When Tomasz Sawczuk writes that “for some people […] the decision [by Rafał Trzaskowski] was unpleasant and incomprehensible, because they support the presence of religion in public administration”, but that these same people are unable to “provide a sensible justification of a legal nature in this case, but one merely stemming from their personal beliefs”, he reverses the rationality that underlies the Polish legal order. Religious expression in a public place does not require additional justification, but is a civic right. It is the opponents of the cross and other religious symbols who are unable – without disregarding the existing legal order –  to adequately justify why the administrative violence used to remove them is appropriate. They therefore resort to citing “reasons of a personal nature”, i.e. arguments based upon their professed ideology, in isolation from the reality of the Polish state.

The Constitutional Tribunal’s decision of 2 December 2009 confirmed that the principle of impartiality imposes an obligation on the authorities to act as sympathetic observers of religious life. This means that the Constitution protects us Poles from the state’s interference with the religious order, as well as from it forcibly restricting religious expression, to which citizens are also entitled in the workplace – even if it is a public office. The removal of crosses is nothing less than an act of hostility towards religious citizens, as well as the Christian heritage of the Polish Republic. The requirement for crosses to be removed is, from the perspective of the continuity and solemnity of the state, abstract and purely discretionary – i.e. ideological. So is treating the principle of separation of state and Church as a principle of the separation of state life and human religiosity altogether.
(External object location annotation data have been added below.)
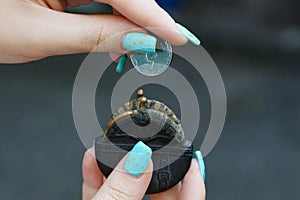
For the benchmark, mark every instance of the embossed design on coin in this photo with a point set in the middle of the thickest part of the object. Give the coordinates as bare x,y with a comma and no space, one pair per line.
153,64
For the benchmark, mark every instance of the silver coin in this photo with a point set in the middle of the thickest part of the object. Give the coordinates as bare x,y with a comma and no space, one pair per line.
153,64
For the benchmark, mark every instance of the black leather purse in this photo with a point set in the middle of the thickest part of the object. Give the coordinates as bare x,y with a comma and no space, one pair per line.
172,152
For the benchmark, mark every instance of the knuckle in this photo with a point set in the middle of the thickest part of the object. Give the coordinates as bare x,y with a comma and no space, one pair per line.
118,193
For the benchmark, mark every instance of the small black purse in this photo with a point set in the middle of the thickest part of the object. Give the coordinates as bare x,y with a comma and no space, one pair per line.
172,152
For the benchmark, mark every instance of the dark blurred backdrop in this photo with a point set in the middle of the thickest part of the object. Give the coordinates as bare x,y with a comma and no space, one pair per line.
255,44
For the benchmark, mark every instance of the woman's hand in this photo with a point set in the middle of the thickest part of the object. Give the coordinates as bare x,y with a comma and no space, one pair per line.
121,185
34,29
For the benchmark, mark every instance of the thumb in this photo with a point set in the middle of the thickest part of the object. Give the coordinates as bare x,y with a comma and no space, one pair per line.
131,178
66,33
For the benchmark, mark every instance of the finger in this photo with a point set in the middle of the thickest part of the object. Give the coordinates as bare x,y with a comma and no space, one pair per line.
170,194
77,2
115,12
92,176
193,184
148,14
131,178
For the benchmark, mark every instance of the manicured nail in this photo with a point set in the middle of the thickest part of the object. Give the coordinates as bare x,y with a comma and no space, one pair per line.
188,34
121,63
139,42
138,159
199,157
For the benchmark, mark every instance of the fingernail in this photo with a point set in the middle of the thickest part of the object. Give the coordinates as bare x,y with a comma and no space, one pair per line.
121,63
139,42
200,160
188,34
138,159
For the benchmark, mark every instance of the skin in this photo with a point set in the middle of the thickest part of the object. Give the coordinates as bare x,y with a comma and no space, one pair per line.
121,185
35,29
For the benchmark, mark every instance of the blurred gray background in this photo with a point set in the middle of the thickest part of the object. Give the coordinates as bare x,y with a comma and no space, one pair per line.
255,44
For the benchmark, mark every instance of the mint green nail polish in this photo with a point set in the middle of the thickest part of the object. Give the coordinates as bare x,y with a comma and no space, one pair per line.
139,42
121,63
138,159
199,157
188,34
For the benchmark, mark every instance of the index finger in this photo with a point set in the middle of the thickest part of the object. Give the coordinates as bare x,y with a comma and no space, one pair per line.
148,14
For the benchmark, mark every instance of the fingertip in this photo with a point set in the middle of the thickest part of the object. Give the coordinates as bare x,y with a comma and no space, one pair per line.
91,173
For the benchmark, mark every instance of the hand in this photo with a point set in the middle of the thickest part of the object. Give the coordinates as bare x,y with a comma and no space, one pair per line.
121,185
34,29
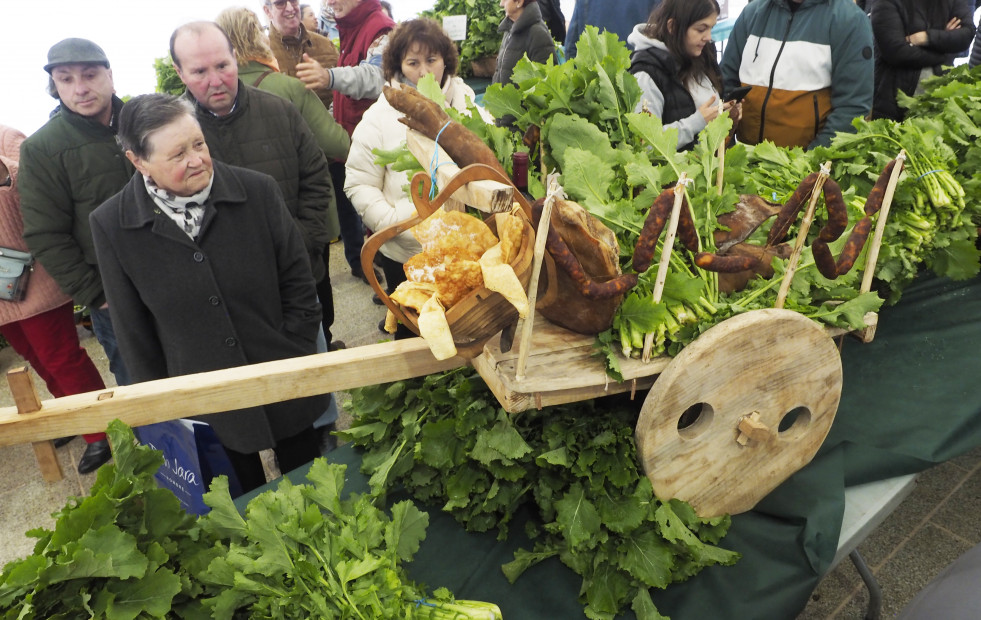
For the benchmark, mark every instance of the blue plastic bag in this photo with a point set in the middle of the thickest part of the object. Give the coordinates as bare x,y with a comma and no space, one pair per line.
192,457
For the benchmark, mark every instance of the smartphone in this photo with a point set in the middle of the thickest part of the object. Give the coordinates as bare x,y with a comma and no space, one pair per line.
737,94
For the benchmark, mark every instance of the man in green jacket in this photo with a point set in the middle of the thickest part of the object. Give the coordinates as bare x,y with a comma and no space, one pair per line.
247,127
68,168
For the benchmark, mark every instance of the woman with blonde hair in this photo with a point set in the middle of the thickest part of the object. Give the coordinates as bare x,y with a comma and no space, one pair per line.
416,48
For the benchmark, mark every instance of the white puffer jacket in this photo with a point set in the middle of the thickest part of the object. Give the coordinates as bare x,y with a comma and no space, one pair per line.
379,193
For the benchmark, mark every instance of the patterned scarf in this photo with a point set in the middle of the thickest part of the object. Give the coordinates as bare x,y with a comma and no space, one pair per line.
187,211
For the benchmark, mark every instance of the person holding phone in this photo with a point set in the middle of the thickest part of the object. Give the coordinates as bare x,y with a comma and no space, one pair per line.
674,61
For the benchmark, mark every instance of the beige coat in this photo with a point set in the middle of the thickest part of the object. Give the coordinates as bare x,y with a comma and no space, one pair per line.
42,292
378,193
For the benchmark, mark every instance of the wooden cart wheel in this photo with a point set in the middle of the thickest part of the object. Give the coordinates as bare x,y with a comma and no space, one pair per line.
739,410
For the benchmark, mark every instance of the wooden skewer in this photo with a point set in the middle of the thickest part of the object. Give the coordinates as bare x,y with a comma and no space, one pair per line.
524,345
880,225
722,158
667,245
805,225
27,401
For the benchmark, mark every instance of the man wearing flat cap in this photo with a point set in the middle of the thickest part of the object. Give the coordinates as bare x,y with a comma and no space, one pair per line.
68,168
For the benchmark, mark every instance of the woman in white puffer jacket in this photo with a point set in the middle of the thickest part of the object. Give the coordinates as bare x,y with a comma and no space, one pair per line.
415,48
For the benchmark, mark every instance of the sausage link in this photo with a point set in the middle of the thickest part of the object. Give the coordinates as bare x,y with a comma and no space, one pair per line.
837,212
651,232
686,227
619,285
854,245
874,202
823,259
568,262
790,209
725,264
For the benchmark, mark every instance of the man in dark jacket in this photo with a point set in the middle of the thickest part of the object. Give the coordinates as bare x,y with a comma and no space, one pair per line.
67,169
247,127
290,40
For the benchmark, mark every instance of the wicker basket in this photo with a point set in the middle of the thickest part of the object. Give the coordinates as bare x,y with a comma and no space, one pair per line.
482,313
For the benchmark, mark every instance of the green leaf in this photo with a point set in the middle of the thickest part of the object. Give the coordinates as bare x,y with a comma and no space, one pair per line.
105,552
649,558
566,131
587,177
327,480
428,87
152,595
577,516
959,260
523,560
643,606
407,530
224,519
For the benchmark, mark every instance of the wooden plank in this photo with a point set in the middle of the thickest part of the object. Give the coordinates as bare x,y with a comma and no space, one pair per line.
223,390
26,400
486,196
560,369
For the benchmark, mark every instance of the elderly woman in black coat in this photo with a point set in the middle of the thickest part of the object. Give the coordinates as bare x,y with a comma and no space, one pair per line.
204,269
914,39
524,33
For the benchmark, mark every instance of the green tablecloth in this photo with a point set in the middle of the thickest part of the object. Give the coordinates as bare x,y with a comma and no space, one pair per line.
911,399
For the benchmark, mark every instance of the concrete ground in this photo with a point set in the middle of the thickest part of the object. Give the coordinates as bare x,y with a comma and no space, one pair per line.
940,519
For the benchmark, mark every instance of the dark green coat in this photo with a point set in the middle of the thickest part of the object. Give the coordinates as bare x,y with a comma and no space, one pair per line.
331,137
241,293
69,167
528,35
266,133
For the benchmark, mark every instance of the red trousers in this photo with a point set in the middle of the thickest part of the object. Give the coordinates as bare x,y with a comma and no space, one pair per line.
49,343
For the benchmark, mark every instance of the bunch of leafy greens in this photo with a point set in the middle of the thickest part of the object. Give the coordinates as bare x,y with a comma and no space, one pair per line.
302,551
615,162
483,18
444,439
126,551
129,551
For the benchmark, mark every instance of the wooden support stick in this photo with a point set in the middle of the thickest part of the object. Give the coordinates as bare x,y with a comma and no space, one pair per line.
805,225
224,390
524,345
667,245
27,401
880,224
722,158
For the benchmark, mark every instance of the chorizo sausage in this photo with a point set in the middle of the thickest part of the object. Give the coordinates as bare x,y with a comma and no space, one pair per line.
725,264
854,245
790,209
823,259
657,217
837,212
686,227
567,261
874,202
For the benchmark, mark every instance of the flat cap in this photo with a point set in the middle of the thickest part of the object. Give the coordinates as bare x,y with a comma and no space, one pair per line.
72,51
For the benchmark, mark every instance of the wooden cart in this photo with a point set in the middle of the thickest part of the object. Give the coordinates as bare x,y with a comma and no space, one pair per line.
738,411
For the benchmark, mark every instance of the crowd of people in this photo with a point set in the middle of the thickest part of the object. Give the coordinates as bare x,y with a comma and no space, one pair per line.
196,229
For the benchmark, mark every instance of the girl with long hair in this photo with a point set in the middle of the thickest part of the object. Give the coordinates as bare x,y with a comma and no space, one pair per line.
677,68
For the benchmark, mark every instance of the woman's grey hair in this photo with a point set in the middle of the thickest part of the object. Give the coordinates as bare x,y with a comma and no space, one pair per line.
143,115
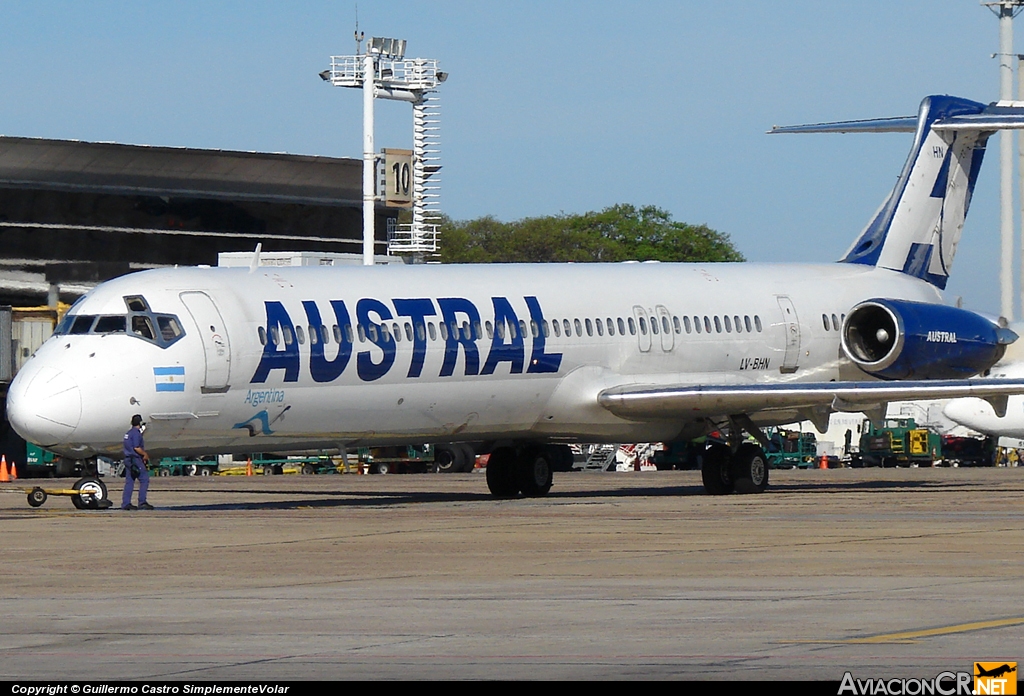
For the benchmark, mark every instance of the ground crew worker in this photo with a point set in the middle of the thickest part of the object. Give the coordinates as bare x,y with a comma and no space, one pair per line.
136,460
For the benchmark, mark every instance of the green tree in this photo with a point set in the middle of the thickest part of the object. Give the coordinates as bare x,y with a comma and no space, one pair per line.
621,232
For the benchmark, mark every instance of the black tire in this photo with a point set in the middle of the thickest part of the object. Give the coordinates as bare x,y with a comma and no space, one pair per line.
94,491
534,470
449,459
37,496
468,458
715,470
502,473
750,469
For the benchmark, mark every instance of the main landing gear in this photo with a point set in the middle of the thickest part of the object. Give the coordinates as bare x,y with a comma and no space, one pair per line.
743,470
526,469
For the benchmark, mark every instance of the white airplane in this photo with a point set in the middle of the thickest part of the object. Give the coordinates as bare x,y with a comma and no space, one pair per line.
979,415
522,359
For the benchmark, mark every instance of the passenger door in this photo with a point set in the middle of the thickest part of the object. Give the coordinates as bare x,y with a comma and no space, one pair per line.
216,346
791,325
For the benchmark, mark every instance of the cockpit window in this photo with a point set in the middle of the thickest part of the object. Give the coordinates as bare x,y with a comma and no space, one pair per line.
110,324
141,322
136,303
142,325
170,330
82,323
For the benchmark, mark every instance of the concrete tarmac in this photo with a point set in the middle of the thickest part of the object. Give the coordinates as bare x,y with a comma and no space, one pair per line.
885,573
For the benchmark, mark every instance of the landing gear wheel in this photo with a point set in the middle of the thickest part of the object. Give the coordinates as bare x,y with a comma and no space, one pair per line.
468,458
534,471
715,470
750,469
92,494
449,459
37,496
502,473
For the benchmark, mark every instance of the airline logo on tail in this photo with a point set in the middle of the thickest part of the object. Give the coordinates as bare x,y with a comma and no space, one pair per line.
916,229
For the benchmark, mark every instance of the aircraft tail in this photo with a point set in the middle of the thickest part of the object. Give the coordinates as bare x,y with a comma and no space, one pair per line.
919,225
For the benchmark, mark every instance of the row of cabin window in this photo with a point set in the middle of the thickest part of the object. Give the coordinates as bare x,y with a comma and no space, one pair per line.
837,321
730,323
473,331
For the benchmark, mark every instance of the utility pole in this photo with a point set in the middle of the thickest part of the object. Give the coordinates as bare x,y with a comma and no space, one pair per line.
1006,10
384,73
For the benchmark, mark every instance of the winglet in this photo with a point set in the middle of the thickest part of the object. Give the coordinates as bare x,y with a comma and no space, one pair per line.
255,262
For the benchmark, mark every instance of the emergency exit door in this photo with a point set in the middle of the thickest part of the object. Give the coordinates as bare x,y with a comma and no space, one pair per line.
216,346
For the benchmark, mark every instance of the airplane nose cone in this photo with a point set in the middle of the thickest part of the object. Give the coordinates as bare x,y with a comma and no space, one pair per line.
44,406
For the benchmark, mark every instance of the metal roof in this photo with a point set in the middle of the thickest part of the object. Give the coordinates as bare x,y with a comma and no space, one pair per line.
145,170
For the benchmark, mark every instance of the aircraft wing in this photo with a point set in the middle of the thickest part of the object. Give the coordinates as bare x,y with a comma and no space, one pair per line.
643,402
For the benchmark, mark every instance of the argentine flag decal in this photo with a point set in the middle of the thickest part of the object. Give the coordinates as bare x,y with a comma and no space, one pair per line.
170,379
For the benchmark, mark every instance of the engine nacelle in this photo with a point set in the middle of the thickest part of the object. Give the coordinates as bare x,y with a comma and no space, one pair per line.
899,340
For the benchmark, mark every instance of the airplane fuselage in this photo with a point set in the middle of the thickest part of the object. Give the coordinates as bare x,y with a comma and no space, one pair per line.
310,357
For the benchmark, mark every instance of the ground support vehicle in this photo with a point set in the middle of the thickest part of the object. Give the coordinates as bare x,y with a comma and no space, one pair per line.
41,463
898,443
968,451
418,459
682,454
86,493
791,448
180,466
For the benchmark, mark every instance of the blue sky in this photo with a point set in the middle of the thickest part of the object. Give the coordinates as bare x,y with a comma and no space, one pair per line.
551,106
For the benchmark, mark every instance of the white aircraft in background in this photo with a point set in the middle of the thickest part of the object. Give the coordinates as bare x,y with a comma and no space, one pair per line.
520,360
979,415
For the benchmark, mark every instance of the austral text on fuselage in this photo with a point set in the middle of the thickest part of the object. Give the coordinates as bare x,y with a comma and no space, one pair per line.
459,327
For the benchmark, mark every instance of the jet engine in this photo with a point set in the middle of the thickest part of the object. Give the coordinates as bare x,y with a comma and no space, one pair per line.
898,340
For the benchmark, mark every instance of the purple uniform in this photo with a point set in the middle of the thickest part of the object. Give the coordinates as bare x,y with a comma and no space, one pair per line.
133,438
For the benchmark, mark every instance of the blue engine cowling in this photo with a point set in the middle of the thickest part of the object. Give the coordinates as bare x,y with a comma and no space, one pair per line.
899,340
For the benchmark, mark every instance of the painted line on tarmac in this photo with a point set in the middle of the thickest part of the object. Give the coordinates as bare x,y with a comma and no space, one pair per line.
913,636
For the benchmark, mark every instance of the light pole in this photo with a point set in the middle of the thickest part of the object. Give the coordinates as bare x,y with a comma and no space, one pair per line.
384,73
1006,10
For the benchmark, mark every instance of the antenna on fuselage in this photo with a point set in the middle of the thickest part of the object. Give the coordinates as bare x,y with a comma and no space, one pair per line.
255,264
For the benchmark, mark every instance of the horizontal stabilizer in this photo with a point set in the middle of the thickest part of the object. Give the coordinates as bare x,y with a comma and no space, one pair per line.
643,402
899,124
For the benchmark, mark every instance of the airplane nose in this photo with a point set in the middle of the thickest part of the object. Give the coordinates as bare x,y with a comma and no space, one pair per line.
44,406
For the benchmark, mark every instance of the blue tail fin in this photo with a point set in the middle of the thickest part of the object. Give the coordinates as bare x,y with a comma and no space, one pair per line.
916,229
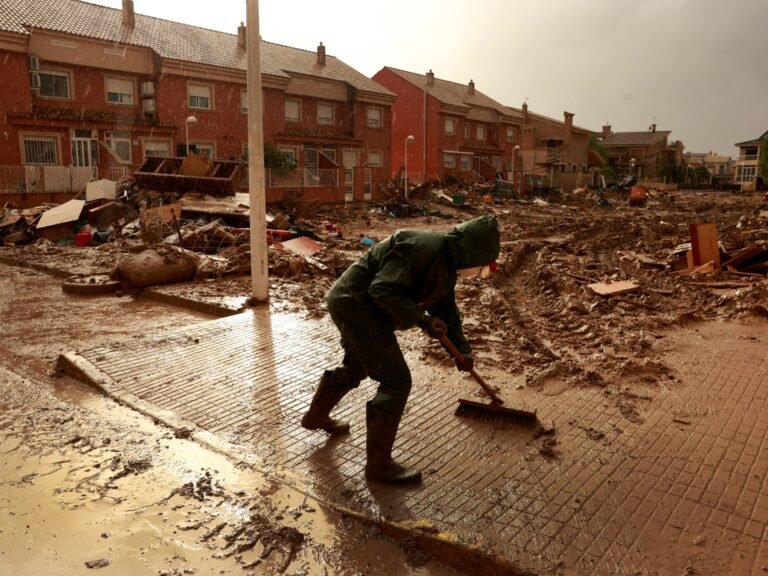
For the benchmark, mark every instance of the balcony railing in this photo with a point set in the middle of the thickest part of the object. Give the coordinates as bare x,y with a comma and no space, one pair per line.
307,178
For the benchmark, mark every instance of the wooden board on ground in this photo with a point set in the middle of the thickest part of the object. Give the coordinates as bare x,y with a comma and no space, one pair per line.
613,288
704,246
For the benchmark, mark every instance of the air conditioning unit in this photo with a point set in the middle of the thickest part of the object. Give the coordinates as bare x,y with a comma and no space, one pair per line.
149,106
147,88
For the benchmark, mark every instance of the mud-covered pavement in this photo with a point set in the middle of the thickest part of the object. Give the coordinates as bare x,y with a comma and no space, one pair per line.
535,325
88,484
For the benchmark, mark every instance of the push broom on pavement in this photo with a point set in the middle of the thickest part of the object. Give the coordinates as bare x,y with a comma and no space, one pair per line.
474,409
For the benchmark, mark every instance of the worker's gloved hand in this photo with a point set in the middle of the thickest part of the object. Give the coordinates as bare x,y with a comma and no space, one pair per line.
467,365
433,326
Thus, when Tomasz Sawczuk writes that “there is a separation between church and state in Poland” and that therefore “the absence of religious symbols in public offices does not require any further justification”, he is only showing a lack of serious arguments. One could use the columnist’s own words in response: “It is, on the contrary, impossible to offer any good reason for [not – TR’s addition] displaying religious symbols in public offices” without unjustifiably restricting civil rights. It should also be added that the restrictions on freedom of religious expression which are permitted by the Constitution cannot be enacted by means of local government ordinances. This can only happen, in certain circumstances, by an act of parliament, and therefore at the parliamentary level. What we are ultimately dealing with here are constitutional rights.

One might say that, after all, most people think like Tomasz Sawczuk. The only answer to this is to say that, even if it were true, this is what constitutions and laws are for, among other things: to protect the minority from the violence of the majority.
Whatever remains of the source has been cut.